Resold Tickets Pose New Challenge
At last weeks Ticket Summit in Las Vegas, the leaders StubHub, Ticket Network and Razor Gator each explained that resold ticket prices are dropping on increased supply. Don Vaccaro, CEO of Ticket Network stated that “average [resold] ticket prices were down 15%.” This story is consistent with StubHub’s statement that average ticket prices are down $20 to $140 from last year. Lower prices coupled with increase supply suggests that growth in the secondary market means better values for fans. It is not always easy to see that value if you are on the market for a Coldplay tickets (as I am), but Coldplay is an exception because they are riding the wave of a great album and have not toured in three years. Coldplay aside, there are plenty of deals to be found on the secondary ticket market. For example, Toby Keith is playing at Comcast tomorrow (7/26) and StubHub has 20 tickets for under $40 each – the same seats Live Nation is selling for $72. This coming Tuesday, Jewel is playing at the Warfield in San Francisco. In this case, Ticketmaster has a pair for $147.10 (inlcuding fees) while both StubHub and TicketNetwork are offering a comparable pair of tickets for about $20 dollars less. Usually, when artists speak of ticket resale, or scalping, they speak of price gouging – not under-cutting!

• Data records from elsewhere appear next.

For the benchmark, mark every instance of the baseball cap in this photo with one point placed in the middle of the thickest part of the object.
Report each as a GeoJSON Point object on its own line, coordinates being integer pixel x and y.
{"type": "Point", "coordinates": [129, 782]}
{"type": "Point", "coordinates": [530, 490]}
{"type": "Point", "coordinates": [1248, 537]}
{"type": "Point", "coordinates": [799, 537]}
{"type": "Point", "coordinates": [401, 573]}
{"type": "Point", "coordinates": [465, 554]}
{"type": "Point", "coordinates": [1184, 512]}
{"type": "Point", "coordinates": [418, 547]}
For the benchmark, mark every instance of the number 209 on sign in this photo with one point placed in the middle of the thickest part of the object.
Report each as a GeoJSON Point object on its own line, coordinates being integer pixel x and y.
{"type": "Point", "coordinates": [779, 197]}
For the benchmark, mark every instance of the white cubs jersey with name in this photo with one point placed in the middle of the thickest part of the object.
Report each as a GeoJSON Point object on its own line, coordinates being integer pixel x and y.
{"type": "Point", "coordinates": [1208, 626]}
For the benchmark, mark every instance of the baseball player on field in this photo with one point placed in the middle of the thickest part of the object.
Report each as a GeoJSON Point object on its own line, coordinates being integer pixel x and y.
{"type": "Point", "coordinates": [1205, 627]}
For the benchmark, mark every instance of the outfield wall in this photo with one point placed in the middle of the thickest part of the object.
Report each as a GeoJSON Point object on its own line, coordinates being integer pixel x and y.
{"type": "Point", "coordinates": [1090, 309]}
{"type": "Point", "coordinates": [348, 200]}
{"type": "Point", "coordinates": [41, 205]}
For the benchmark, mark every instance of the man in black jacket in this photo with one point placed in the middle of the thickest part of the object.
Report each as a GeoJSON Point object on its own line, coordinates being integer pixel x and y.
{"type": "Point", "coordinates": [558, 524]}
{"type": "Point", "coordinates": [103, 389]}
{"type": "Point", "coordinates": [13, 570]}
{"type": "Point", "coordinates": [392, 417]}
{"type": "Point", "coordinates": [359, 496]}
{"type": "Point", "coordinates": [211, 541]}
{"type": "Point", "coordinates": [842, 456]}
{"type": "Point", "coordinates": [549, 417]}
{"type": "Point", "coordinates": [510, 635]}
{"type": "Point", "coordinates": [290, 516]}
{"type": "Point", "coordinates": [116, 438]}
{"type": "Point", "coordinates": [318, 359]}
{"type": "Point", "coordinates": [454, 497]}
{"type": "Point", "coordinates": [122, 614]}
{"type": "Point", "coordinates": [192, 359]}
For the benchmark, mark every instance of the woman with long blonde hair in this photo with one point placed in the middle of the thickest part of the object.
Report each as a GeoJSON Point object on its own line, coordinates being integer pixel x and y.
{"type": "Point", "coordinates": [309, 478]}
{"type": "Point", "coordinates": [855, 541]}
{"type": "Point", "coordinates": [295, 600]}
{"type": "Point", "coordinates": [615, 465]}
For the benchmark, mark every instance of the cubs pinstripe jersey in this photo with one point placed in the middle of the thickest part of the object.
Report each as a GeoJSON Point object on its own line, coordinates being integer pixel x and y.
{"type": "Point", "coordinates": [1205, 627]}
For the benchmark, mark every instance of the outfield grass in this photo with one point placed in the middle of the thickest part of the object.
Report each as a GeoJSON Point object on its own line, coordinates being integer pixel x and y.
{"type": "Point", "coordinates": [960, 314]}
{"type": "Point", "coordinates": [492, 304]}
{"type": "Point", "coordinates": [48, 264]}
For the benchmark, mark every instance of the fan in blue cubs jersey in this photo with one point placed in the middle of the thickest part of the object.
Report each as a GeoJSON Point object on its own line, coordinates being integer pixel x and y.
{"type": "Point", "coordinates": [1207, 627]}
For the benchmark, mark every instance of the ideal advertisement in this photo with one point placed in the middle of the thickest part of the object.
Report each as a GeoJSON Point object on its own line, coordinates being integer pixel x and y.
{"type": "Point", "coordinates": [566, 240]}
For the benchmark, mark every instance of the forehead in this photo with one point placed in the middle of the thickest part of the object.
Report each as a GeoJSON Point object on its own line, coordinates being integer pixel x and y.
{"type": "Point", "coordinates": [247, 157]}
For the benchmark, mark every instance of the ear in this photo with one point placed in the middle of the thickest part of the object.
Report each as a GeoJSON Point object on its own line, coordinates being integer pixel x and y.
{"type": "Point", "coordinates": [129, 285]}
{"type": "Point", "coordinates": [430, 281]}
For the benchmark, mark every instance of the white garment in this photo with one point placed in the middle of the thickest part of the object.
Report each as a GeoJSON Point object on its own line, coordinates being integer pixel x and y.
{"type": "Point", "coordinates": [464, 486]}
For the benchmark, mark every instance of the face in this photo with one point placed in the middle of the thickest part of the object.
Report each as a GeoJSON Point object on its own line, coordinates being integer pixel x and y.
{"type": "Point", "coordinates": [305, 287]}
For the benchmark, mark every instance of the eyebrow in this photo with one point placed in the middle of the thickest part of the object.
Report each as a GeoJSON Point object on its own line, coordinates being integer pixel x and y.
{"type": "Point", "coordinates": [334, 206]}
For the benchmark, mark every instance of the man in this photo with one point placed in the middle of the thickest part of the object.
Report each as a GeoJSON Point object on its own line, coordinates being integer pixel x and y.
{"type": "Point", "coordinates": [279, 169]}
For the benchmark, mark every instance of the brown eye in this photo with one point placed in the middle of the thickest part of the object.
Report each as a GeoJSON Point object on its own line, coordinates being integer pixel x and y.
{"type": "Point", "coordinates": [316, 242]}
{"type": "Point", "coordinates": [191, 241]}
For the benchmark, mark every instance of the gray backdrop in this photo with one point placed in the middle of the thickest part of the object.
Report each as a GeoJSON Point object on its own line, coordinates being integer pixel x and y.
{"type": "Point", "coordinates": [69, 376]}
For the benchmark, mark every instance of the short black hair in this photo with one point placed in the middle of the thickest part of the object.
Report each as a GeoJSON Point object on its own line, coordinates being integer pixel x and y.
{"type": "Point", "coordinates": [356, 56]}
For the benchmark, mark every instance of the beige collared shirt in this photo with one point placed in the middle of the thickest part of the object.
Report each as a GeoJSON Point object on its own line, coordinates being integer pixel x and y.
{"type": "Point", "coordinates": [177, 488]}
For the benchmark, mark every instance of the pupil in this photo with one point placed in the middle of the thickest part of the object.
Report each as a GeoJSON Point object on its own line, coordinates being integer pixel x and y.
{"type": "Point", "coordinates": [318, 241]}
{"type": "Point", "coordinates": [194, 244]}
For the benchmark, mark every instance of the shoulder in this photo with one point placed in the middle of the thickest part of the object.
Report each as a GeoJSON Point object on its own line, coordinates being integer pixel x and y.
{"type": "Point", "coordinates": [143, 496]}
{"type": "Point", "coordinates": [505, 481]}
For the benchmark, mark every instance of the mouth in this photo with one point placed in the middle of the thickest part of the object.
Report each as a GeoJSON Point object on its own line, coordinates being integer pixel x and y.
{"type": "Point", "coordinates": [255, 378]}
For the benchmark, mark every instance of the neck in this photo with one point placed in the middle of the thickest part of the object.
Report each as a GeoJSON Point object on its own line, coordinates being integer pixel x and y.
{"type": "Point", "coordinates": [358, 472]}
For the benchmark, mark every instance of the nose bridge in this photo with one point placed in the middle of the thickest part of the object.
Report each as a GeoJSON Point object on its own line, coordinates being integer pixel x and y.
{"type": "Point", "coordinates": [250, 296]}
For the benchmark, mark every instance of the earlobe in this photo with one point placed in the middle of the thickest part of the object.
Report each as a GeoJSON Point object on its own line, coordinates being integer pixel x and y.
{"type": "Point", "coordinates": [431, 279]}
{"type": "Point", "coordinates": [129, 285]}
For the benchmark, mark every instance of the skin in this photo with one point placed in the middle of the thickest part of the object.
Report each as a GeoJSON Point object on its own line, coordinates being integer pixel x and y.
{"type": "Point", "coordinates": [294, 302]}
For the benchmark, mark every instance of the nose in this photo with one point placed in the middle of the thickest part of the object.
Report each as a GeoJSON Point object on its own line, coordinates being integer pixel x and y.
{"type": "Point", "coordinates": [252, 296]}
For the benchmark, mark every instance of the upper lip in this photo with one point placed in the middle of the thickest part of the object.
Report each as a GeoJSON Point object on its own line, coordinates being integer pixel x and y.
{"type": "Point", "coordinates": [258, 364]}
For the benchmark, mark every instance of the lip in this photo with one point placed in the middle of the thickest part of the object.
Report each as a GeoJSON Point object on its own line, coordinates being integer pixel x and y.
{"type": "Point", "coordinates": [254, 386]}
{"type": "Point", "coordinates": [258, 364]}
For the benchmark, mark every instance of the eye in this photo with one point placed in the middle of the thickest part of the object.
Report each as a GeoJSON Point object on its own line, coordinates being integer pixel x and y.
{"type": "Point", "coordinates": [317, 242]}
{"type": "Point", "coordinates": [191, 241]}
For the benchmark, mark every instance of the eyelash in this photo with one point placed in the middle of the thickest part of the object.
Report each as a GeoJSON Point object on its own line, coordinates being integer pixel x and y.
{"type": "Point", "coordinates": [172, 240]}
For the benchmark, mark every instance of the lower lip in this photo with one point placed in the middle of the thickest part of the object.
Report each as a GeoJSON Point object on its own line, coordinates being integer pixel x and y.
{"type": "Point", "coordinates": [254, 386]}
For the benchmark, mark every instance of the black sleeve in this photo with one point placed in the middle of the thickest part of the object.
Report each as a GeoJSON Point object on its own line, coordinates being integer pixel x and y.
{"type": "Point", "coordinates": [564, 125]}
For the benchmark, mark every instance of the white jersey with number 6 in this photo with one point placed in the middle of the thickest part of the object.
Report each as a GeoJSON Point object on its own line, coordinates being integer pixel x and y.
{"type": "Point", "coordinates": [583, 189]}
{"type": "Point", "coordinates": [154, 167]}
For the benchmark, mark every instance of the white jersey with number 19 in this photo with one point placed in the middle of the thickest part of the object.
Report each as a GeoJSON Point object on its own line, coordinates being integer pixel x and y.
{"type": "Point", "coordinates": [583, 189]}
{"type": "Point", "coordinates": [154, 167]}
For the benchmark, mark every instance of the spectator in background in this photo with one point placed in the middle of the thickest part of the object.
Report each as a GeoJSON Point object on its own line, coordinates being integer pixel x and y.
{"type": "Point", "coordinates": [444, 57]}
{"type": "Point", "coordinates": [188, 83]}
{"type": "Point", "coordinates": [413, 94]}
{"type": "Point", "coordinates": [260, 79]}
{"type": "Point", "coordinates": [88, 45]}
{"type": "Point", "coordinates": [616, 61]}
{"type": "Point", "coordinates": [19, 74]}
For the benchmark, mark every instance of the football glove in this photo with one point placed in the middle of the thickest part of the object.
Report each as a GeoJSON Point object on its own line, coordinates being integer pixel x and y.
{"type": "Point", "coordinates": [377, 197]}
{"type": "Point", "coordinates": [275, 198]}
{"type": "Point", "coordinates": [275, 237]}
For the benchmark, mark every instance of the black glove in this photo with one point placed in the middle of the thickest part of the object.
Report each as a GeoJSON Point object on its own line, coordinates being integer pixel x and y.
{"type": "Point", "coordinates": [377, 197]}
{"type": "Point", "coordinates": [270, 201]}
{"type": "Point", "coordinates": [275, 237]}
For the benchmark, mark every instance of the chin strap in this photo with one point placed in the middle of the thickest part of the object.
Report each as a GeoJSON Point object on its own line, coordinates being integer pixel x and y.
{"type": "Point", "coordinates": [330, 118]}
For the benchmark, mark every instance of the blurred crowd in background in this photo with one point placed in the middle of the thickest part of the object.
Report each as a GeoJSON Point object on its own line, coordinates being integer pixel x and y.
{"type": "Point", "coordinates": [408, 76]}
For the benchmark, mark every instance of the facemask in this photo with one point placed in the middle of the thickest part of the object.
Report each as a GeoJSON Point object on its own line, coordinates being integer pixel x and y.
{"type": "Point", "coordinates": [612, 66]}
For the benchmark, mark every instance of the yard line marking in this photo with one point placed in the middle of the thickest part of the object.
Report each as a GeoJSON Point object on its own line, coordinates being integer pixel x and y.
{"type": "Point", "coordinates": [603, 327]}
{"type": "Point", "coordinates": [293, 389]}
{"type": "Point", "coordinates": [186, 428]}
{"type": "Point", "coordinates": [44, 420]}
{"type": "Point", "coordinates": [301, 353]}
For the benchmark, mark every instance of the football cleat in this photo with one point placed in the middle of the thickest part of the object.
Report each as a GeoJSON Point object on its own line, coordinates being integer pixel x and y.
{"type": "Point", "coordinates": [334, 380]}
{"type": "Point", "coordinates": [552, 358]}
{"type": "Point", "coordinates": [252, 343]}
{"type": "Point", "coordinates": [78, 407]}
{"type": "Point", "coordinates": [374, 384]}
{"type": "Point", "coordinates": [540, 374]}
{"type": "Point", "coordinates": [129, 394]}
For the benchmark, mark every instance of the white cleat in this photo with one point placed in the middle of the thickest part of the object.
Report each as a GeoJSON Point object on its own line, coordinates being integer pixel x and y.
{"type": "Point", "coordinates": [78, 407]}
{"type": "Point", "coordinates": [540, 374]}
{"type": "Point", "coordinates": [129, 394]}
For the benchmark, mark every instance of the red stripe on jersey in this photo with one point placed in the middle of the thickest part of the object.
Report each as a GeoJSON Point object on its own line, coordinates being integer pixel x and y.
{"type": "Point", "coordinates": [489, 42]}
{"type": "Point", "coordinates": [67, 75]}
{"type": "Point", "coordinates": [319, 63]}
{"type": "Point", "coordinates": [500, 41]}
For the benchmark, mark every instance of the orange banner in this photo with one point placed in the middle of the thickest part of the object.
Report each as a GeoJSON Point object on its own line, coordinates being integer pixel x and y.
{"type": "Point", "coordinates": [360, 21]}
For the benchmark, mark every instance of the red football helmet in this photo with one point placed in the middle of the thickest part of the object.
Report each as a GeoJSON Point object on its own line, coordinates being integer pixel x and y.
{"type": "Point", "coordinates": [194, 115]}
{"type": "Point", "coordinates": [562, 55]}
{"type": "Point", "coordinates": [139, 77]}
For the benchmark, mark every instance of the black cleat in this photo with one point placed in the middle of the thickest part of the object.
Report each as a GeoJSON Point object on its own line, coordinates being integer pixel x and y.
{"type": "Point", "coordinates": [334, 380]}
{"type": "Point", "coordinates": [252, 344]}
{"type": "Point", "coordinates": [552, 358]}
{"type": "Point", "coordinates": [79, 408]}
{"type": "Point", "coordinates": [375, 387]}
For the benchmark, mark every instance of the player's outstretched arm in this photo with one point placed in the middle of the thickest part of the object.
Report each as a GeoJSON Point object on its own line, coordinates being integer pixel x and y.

I foresee a challenge of a different kind for Live Nation and Ticketmaster. Not only will they need to address underpricing in the early period of ticket sales, they need to avoid being undercut by ticket resellers and consumers trading tickets in the late period. If concerts and sporting events were selling out, this would not be a problem, but they are not. Stadiums and arena’s are not filling and primary marketing tickets are going unsold. Live Nation has responded to this challenge by fire selling lawn seats, but I suspect primary market sellers are going to have to start offering bargains on unsold seats of better quality if they are going to compete, yes compete, with ticket resellers in the few weeks leading up to an event.